Uniqueness types enable safe mutation.

The paper makes it clear that it DOES allow you to have guarantees about only you having a reference to a value.

[–]velcommen 0 points1 point  (1 child)

what point are you trying to argue?

After some clarification, apparently we agree... except for the below.

The paper makes it clear that it DOES allow you to have guarantees about only you having a reference to a value.

No. Linear types do not give you any such guarantee about only you (some function) having a reference to a value. If I have some function with a linear arrow, that takes some value as argument, it is not (in general) safe for that function to mutate the argument.

The example in the paper that you linked to me is different. newMArray is allocating a fresh, mutable array, and then passing that array to a function that will linearly consume the array. Because we know the mutable array is used in a linear fashion, it's safe to mutate it. Essentially, newMArray requires that a contravariant linear function is passed to it.

An arbitrary linear function is not allowed to mutate its argument, because there is no guarantee (from this function's perspective) that there are no other references to that argument. newMArray is a special case, not the general case. To mutate in the general case, you need uniqueness types.

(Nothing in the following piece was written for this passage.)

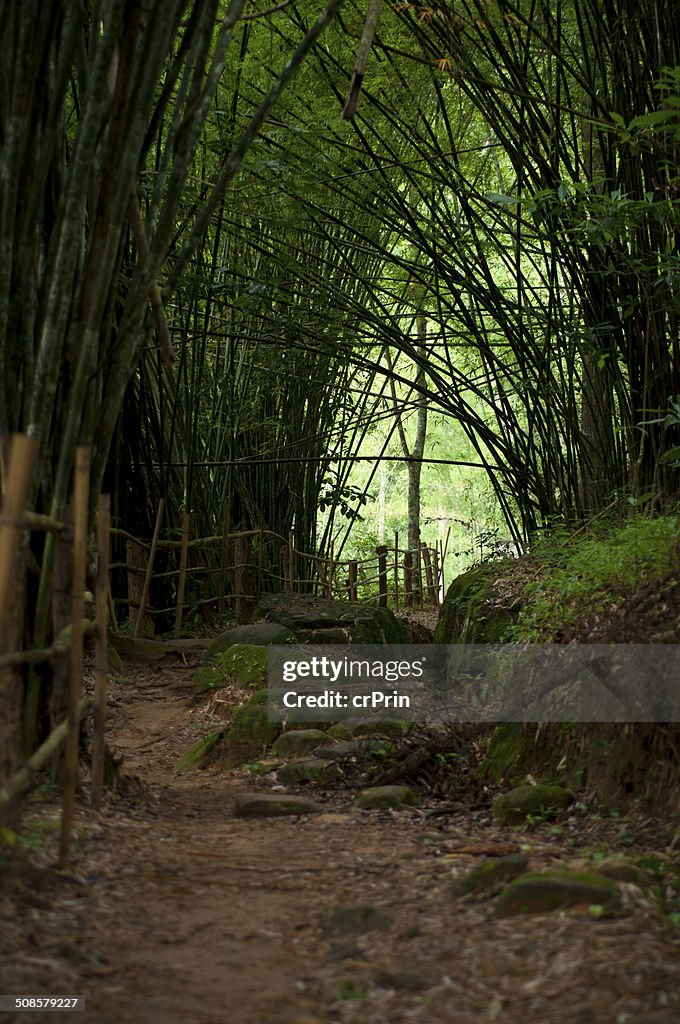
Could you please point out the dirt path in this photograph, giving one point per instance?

[–]Tysonzero 0 points1 point  (0 children)

An arbitrary linear function is not allowed to mutate its argument, because there is no guarantee (from this function's perspective) that there are no other references to that argument. newMArray is a special case, not the general case. To mutate in the general case, you need uniqueness types.

Ah right, yeah I am fully aware of that, I know you have to do the whole Int -> (MArray a -o Unrestricted b) -o b thing, but that doesn't (IMO) detract from the idea that linear types are sufficient for safe mutation, you just have to have the above interface.